SAQ A is for card-not-present merchants(CNP) where all cardholder data functions outsourced.
SAQ B: If you are a “traditional” (although the use of the word seems to be changing) merchant who uses a credit card processing machine that dials up to your processor to process cards or a merchant who uses paper to obtain cardholder data, and have no Internet connections present, then you are eligible for SAQ B. However, the exception here is that if your credit card machine is connected to your processor via an IP address or a cellular network (which is becoming more common), then you are not eligible for SAQ B.
This is where it can become VERY confusing for small merchants. A bank or processor may sell merchants on the speed and convenience of newer IP or wireless terminals, which then requires the merchant to submit an SAQ D and have quarterly vulnerability scans from an Approved Scanning Vendor (ASV). I personally think this particular SAQ needs to include ANY terminal-based card machine that a processor gives to their merchant (dialup, cellular, or IP), and that the onus of securing that terminal should be on the processor. The counterpoint is that since the dial-out connection is a private connection (not going over the public Internet), it is not subject to as many vulnerabilities.
SAQ B is for merchants with only imprint machines or only standalone, dial-out terminals with no electronic cardholder data storage.
SAQ C: If you are a merchant that uses a payment application or software provided by another company but hosted on your own servers or computers to process cardholder data, then you are eligible for SAQ C. You must use payment applications that are PA-DSS Validated.
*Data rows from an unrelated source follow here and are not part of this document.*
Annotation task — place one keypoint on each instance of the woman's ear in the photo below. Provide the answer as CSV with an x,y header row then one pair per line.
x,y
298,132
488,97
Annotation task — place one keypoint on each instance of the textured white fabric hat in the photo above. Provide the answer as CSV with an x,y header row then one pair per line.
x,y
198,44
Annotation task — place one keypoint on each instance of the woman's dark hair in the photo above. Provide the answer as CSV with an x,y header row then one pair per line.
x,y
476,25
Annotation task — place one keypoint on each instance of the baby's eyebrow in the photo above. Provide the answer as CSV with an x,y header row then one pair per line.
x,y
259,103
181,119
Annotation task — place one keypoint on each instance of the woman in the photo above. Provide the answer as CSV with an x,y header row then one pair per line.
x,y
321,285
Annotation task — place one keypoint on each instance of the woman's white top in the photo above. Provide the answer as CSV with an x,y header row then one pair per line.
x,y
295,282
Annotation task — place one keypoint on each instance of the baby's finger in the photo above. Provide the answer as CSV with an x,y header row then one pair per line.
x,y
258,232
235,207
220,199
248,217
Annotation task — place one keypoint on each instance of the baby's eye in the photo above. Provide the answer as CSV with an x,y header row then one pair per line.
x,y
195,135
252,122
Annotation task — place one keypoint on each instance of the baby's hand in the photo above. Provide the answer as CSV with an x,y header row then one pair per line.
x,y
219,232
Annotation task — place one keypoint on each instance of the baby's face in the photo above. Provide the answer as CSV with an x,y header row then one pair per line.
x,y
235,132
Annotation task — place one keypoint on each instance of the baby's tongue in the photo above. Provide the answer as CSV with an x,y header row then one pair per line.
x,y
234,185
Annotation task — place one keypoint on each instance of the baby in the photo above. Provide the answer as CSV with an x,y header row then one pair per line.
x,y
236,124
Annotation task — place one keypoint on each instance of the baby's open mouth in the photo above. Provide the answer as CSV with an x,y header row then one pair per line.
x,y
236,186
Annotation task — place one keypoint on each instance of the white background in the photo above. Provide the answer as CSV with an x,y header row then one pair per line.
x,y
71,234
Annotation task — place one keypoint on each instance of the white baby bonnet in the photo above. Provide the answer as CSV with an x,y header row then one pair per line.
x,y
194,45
Merchants with payment application systems connected to the Internet and no electronic cardholder data storage can complete SAQ C. If the Payment Application stores card numbers, then the Merchant must complete SAQ D.
SAQ C-VT: If you are a merchant that uses payment applications or software provided AND hosted by another company then you are eligible for the SAQ C-VT. The VT stands for Virtual Terminal.
Merchants that use a web-based virtual terminal, with no local electronic storage of cardholder data are eligible for SAQ C-VT.
SAQ D: If you are a merchant who uses self-hosted and/or self-developed payment applications to process cardholder data, then you must complete the SAQ D. This SAQ is the most extensive and covers all aspects including networks and systems infrastructure, development policies, and a myriad of other security topics.
All Merchants not included in descriptions for SAQ’s A-C above and all Service Providers eligible to complete an SAQ must use SAQ D.
SAQ P2PE-HW: This is the new Point-to-Point Encryption (P2PE) SAQ, which Merchants will be eligible to use if they properly implement the solutions offered by a validated P2PE Solution Provider. As of the writing of this blog, there are no validated P2PE Solution Providers. However, Bluefin is currently being audited for our P2PE hardware-based solution and we expect to be completed in a couple of months.
Merchants who use a hardware payment terminal in conjunction with a validated P2PE solution only, and who do not store cardholder data electronically are eligible for the SAQ P2PE-HW.